Measuring master data quality for purchase parts and standard parts involves evaluating various aspects of the data to ensure its accuracy, completeness, consistency, and reliability. Here's a step-by-step guide on how to measure data quality for both types of parts:
- Define Data Quality Metrics: Start by defining specific metrics to measure data quality. These metrics may include accuracy, completeness, consistency, timeliness, validity, uniqueness, and relevancy.
- Accuracy: Assess the accuracy of the data by comparing it against a trusted source or performing validations. For purchase parts, accuracy may involve verifying supplier information, part specifications, and pricing details. For standard parts, accuracy could involve checking technical specifications against industry standards or design requirements.
- Completeness: Evaluate whether the data contains all the required information.
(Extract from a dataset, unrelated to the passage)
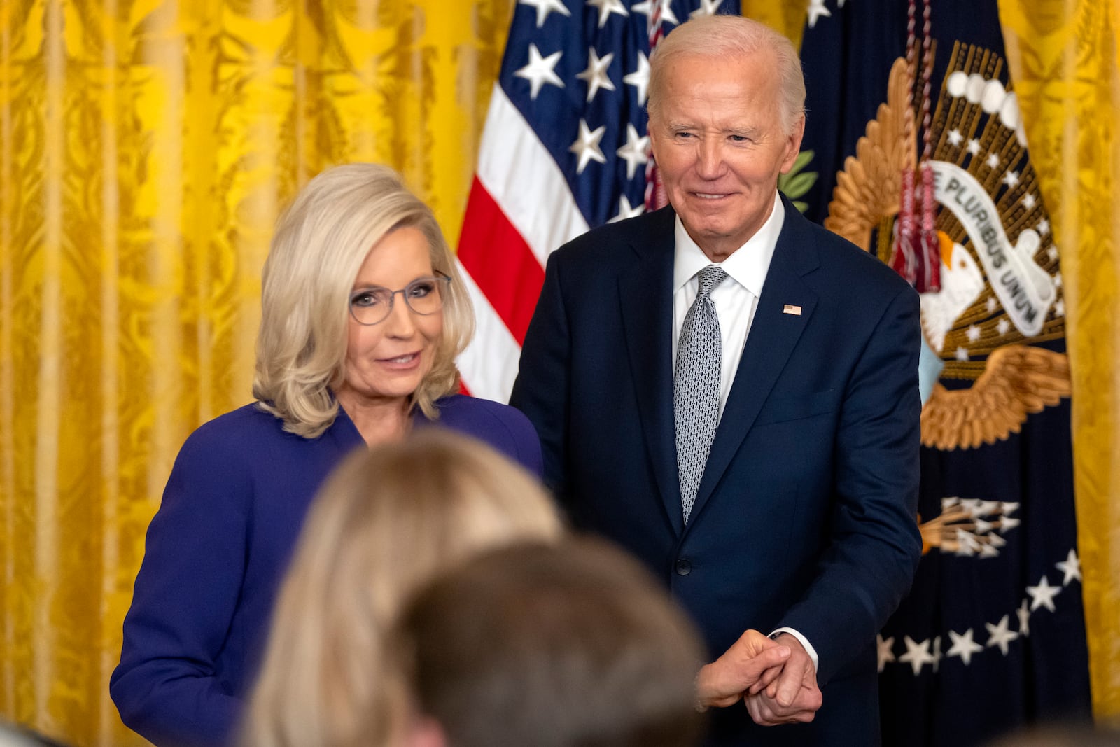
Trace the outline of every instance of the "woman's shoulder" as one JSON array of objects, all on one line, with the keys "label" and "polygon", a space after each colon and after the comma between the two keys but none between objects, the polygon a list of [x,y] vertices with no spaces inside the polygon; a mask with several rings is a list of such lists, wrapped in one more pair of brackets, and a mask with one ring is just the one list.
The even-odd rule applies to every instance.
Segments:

For purchase parts, completeness may involve checking if all necessary fields such as part number, description, supplier details, and pricing are filled out. For standard parts, completeness could involve ensuring that all required attributes such as dimensions, material specifications, and usage instructions are provided.
- Consistency: Check for consistency within the data set and across different data sources. Inconsistent data can lead to errors and discrepancies. For purchase parts, consistency may involve ensuring that part numbers, descriptions, and pricing information are consistent across various documents and systems. For standard parts, consistency could involve verifying that the same part is represented consistently across different databases or catalogs.
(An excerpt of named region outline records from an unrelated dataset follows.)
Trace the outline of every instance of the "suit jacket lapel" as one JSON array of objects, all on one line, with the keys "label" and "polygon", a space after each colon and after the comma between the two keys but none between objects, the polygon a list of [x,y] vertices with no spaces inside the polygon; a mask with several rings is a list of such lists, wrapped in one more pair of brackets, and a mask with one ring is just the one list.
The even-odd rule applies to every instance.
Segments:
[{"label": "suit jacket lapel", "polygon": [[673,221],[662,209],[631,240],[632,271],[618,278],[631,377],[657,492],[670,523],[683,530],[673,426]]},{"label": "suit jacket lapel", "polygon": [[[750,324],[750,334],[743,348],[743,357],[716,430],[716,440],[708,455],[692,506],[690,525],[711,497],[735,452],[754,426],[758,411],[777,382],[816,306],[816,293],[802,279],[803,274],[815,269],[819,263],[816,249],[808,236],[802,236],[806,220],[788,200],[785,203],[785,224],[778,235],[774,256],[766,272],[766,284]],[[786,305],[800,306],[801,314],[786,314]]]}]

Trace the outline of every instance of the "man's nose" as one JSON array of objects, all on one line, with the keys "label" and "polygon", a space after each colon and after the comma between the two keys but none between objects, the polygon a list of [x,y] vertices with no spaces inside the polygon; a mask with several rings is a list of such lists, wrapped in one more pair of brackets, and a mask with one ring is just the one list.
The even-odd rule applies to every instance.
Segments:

- Timeliness: Assess the timeliness of the data to ensure that it is up-to-date and relevant. For purchase parts, timeliness may involve monitoring lead times, delivery schedules, and inventory levels. For standard parts, timeliness could involve checking if the technical specifications are current and reflect any updates or revisions.
- Validity: Validate the data against predefined rules or standards to ensure its correctness and relevance. For purchase parts, validity may involve checking if supplier information complies with regulatory requirements or contractual agreements. For standard parts, validity could involve verifying if the technical specifications meet industry standards or engineering requirements.
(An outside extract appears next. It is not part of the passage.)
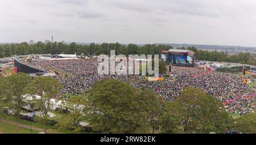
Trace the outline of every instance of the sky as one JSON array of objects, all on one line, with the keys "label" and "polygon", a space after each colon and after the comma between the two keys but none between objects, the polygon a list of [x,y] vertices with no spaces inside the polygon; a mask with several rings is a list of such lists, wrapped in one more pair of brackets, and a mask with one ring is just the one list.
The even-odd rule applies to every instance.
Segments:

- Uniqueness: Ensure that each data record is unique and free from duplicates. Duplicates can lead to confusion and inaccuracies in analysis. For purchase parts, uniqueness may involve identifying and removing duplicate supplier entries or part numbers. For standard parts, uniqueness could involve eliminating duplicate entries for the same part in different catalogs or databases.
- Relevancy: Evaluate the relevance of the data to the intended use or purpose. For purchase parts, relevancy may involve assessing if the parts meet the specific requirements and performance criteria. For standard parts, relevancy could involve determining if the parts are suitable for the intended application or industry standards.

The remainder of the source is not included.